Statement of the Tudeh Party of Iran: Outcome of the Staged Elections – the People’s Decisive Response to the Supreme Leader and the Bankrupt Regime of the Islamic Republic
The 11th parliamentary “elections” ended on Friday 21st February with a decisive and historic “NO” from the people to the corrupt and despotic regime ruling our homeland. According to Abdul-Reza Rahmani-Fazli, the Home Secretary of the Rouhani government, 42.57% of eligible voters took part in the elections. Even if we assume that this statistic is accurate, this is the lowest turnout for the parliamentary elections in the 40-year-history of the Islamic Republic.
Meanwhile, the percentage turnouts of eligible voters in the Central and Tehran provinces were reportedly lower than 42.57% – with that of Tehran being recorded at barely 25%. Ali Shakouri-Rad, secretary-general of the “Ettehad Mellat” party tweeted, “Morteza Agha-Tehrani came in at third with 868,025 votes, while in the 2016 parliamentary elections he was at 32nd with 884,033 votes. This means that despite a lower vote [for him] his position has risen from 32 to 3. [!]”
The people’s decisive response to the leaders of the regime is important since Ali Khamenei had directly, and on two different occasions, urged the people to participate in the elections for their national interest even if they disagreed with him [the regime]. Just before the election, Khamenei in his speech in the province of East Azerbaijan, called the elections a “public jihad” and a “national celebration” and again called on the people to vote. Rahmani-Fazli justified the regime’s heavy defeat by saying “We had both the Coronavirus outbreak and the political conditions and issues such as the plane downing, and the November and January incidents [mass protest demonstrations] and in these conditions, this level of people’s participation is quite acceptable.” Of course, what he meant by “this level of peoples’ participation” is the very low turnout of people in these elections!

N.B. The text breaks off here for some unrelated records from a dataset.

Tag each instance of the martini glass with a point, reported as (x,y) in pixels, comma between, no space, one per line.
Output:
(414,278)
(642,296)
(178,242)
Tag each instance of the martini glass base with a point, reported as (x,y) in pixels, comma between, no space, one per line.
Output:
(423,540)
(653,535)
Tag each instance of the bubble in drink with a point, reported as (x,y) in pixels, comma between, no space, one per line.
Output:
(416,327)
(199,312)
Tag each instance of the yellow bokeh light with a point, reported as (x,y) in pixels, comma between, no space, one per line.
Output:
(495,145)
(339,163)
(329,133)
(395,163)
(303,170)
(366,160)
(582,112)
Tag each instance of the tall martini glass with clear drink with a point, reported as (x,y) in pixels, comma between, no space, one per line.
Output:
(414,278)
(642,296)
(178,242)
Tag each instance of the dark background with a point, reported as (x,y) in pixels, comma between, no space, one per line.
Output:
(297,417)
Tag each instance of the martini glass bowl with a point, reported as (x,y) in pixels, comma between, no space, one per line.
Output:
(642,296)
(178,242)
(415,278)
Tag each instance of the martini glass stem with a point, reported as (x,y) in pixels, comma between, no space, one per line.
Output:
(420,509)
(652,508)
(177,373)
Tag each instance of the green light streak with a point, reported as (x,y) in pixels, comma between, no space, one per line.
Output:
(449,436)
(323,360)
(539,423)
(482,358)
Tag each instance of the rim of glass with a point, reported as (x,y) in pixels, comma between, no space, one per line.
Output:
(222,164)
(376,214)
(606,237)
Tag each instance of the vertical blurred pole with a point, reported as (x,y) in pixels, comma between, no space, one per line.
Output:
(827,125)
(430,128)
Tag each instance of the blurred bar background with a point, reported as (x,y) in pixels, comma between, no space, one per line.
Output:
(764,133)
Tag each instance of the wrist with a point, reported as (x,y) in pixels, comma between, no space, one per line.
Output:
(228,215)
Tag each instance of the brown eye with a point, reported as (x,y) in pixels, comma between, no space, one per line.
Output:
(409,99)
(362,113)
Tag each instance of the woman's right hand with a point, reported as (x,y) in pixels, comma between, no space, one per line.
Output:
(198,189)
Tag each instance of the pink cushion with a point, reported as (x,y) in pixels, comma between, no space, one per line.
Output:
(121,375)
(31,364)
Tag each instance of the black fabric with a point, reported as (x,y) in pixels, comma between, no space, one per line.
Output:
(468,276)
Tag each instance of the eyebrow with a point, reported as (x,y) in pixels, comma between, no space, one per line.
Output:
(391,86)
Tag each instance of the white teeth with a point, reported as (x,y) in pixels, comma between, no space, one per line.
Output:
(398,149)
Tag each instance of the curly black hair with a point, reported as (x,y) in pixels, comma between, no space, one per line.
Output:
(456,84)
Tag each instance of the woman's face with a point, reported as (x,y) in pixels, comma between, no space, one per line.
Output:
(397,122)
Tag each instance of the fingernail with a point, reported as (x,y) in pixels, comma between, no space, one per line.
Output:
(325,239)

Given the widespread barring of candidates, and even the disqualification of obedient candidates currently sitting the 10th parliament who may not have been sufficiently compliant to the Leader [Khamenei], the result of this staged election was clear from weeks ago. The fact that a corrupt and criminal figure like Ghalibaf – who is openly proud of his thuggish behaviour in stabbing people and university students in July 1999, and with more than 800 open cases of fraud and corruption against him by the regime’s own judiciary – is “elected as Tehran’s first MP” shows, more than anything else, the deeply corrupt and backward nature of a regime that has led the economic, political and social situation of our homeland into such a catastrophic and agonizing state. Indeed, it is fitting that such a regime would have a murderous criminal such as Raisi as Head of the Judiciary and a corrupt thug [Ghalibaf] as its first MP and most likely Speaker of Parliament.
This common action by the overwhelming majority of the country’s popular and freedom-seeking forces, along with a number of radical pro-reform and nationalist-religious forces, in effecting the widespread boycott of the elections showed that the regime of the Supreme Leader could face serious challenges when confronted with a coordinated united action. The outcome of the 11th parliamentary elections is a worthy lesson for all of us to learn. This experience should be utilised to organise and further advance the people’s struggle on the path to the complete elimination of the theocratic regime and to prepare the ground for future united movements in opposing and resisting the ruling tyranny.